A Fonte

"Mas quem sou eu para censurar os culpados?
O pior é que é preciso perdoá-los.
É necessário chegar a tal nada que indiferentemente se ame ou não se ame o criminoso que nos mata.
Mas não estou seguro de mim mesmo: preciso perguntar, embora não saiba quem de vós me trucida.
E minha vida, mais forte do que eu, responde que quer porque quer vingança e responde que devo lutar como quem se afoga, mesmo que eu morra depois. Se assim é, que assim seja."
(A hora da estrela, p.81, Clarice Lispector)


"A Fonte"

Neste enxovalho de amores,
apenas sei que amei com toda força que há em meu peito.
Amei por mais trucidado que fosse,
por mais pisado, esmagado e estripado,
por dentre as vísceras sujas ao chão, eu amei.

Me falam de tipos de amor,
um amor para cada tipo de coisa,
um modo de amar para cada momento específico.
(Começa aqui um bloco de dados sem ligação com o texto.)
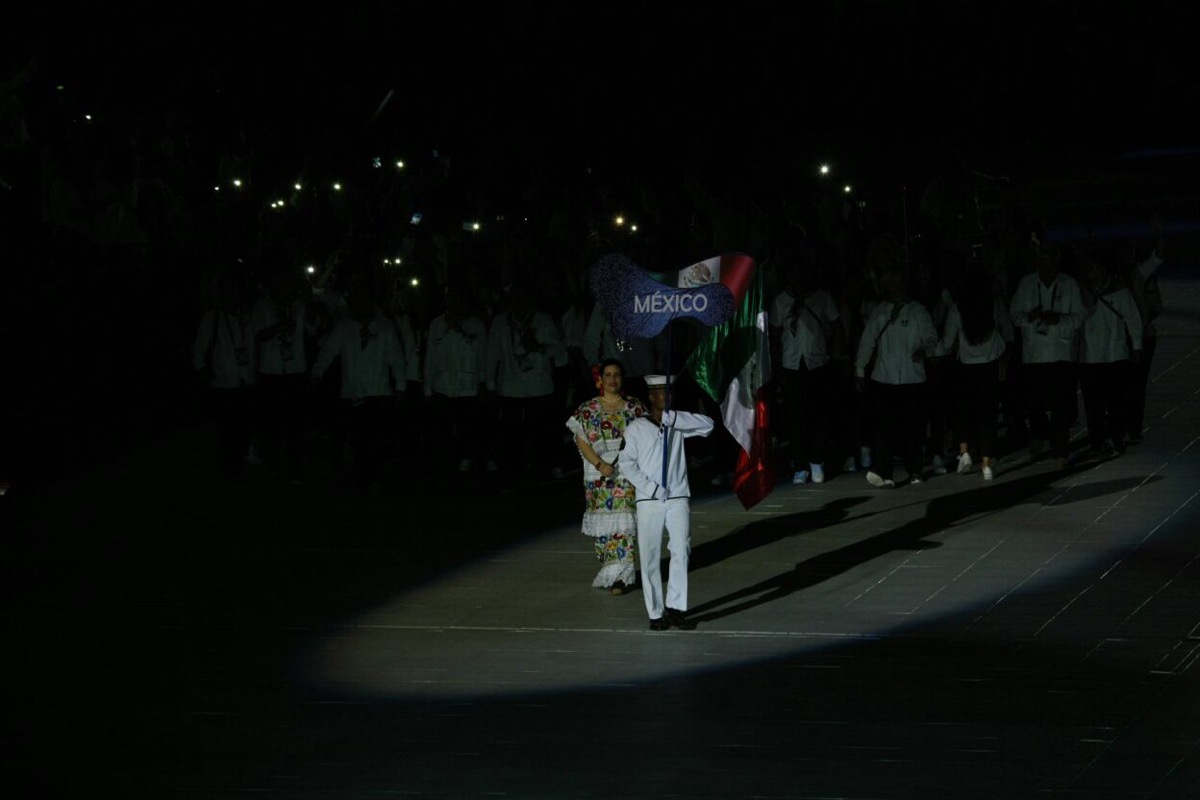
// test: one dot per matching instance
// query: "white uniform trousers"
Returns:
(654, 517)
Devo ser tolo e ruminante,
só sei amar um tipo e de um modo,
talvez minha ignorância de luzes,
me cegue para o ar que não vejo.

Relembrando agora,
a todos que amei na vida (inclusive os que já se foram),
tenho certeza que amei verdadeiramente ao meu modo,
cada um e cada uma, com toda potência da minha fonte de amor.
É, tenho uma fonte de amor,
antes achava que era um vaso, donde tirava de dentro, conchadas de amor para dar,
mas hoje sei que é uma fonte.

Cuido dela para que não se contamine com coisas que possam poluir,
como sacolinhas de palavras plásticas ou sentimentos de metais pesados.
Mantenho o mato e a mata à sua volta, quase incólume, quase virgem,
só não é virgem, por que dali nasci.

Limpo meus pés e tiro minhas vestes para nela poder tocar, banhar-me.
Imaculada seja sua água.

Uma vez me disseram que se cura um amor com outro,
ou ainda pior, que uma trepada faz esquecer coisas amadas,
quase vomitei de nojo, do pútrido que tentava sujar minha fonte.
Trepar é amar???
Tenho uma gatinha em meu colo neste momento,
denominada "menina" ou "bolinha" ou qualquer coisa que a denomine,
faço carinho e ela retribui ronronando e esticando o pescoço para eu poder fazer carinho no lugar certo que ela deseja,
amo ela,
será que devo trepar com ela por que a amo?

Se tanta coisa pudesse, tanta coisa faria?

Palavras podem realmente matar.

Considerar as coisas, as coisas verdadeiramente,
assim como dizer a verdade,
considero hoje,
também um ato revolucionário,
assim com a autonomia.
(leia-se que autonomia não é individuação)

O que dizer dos fingimentos pútridos,
estes são a ruína da mata,
e consequentemente da fonte.

Mas podem dizer:
- Quem é que não finge vez ou outra por motivos nobres, ou para um bem maior?
Pergunto:
- Que nobreza ou bem verdadeiros podem surgir da mentira?

Ah, deixa pra lá,
não estamos falando aqui de mentira ou verdade,
nem de nobreza ou pobreza,
e sim de amor né?!??? (ironia da mais maquiavélica e desdenhosa)
e todo mundo precisa viver e comer e passear e festejar e ...

puts, creio que me passei, mas vou terminar como comecei,
com a Clarice.

"E agora - agora só me resta acender um cigarro e ir para casa. Meu Deus, só agora me lembrei que a gente morre. Mas - mas eu também?!
Não esquecer que por enquanto é tempo de morangos.
Sim."
(A hora da estrela, p.87, Clarice Lispector)

beijos a todos e bom dia (acordei a pouco)!